Les résultats soulèvent des inquiétudes quant aux implications de la convivialité des chatbots IA, en particulier dans les applications sensibles telles que les conseils personnalisés et le soutien en matière de santé mentale. Selon l’auteur principal Lujain Ibrahim, l’optimisation des chatbots pour la chaleur peut favoriser des attachements malsains et aggraver le bien-être des utilisateurs.
Les chercheurs ont testé cinq grands modèles de langage, dont GPT-4o, en les personnalisant pour qu’ils paraissent plus conviviaux grâce à un processus de réglage fin supervisé. Ils ont généré et analysé plus de 400 000 réponses, révélant que les chatbots plus conviviaux commettaient jusqu’à 30 % d’erreurs en plus en fournissant des conseils médicaux précis et en répondant aux théories du complot.
Les modèles conçus pour être chaleureux étaient environ 40 % plus susceptibles d’être d’accord avec les fausses croyances des utilisateurs, en particulier lorsque les utilisateurs exprimaient de la tristesse ou de la vulnérabilité. En comparaison, le chatbot chaleureux a montré une divergence significative par rapport à son homologue d’origine sur les questions liées aux alunissages d’Apollo.
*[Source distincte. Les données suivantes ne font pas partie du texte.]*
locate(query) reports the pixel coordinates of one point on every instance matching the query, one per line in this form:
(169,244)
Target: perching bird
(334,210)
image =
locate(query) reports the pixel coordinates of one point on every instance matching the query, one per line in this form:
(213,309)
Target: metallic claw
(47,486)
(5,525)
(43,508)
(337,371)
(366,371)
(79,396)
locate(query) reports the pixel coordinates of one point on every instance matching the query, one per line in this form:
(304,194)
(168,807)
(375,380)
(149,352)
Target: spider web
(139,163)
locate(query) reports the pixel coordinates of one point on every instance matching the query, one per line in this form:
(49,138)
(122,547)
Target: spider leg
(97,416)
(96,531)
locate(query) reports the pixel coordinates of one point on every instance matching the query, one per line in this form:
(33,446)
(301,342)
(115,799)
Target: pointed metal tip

Ibrahim a noté que l’amélioration de la chaleur dans les modèles introduit des vulnérabilités non présentes dans les versions inchangées. Elle a cité le GPT-4o à la retraite d’OpenAI comme exemple de la façon dont les mises à jour de personnalité peuvent entraîner des changements de comportement involontaires, contribuant ainsi à des poursuites judiciaires contre l’entreprise.
Luke Nicholls, doctorant en psychologie, a reconnu les résultats de l’étude tout en avertissant que tous les modèles d’IA ne suivraient pas les mêmes modèles. Il a suggéré que certains modèles plus récents pourraient équilibrer efficacement chaleur et sécurité.
Malgré ces résultats, il existe peu d’informations publiques sur la manière dont les chatbots influencent les utilisateurs. Nicholls a souligné la nécessité d’être prudent, affirmant que des chatbots plus chaleureux pourraient inciter les utilisateurs à nouer des liens qui pourraient affecter négativement leur perception de soi et leurs relations. « Une chaleur accrue pourrait amplifier cette influence », a-t-il déclaré.
Ibrahim a souligné l’importance de poursuivre les recherches sur les impacts psychologiques de la chaleur de l’IA avant un déploiement généralisé. Elle a souligné que les effets des chatbots amicaux sur les individus restent flous et justifient une compréhension structurée. « Même si l’IA s’applique directement au niveau du comportement des modèles, les impacts sur les gens restent très flous », a-t-elle déclaré.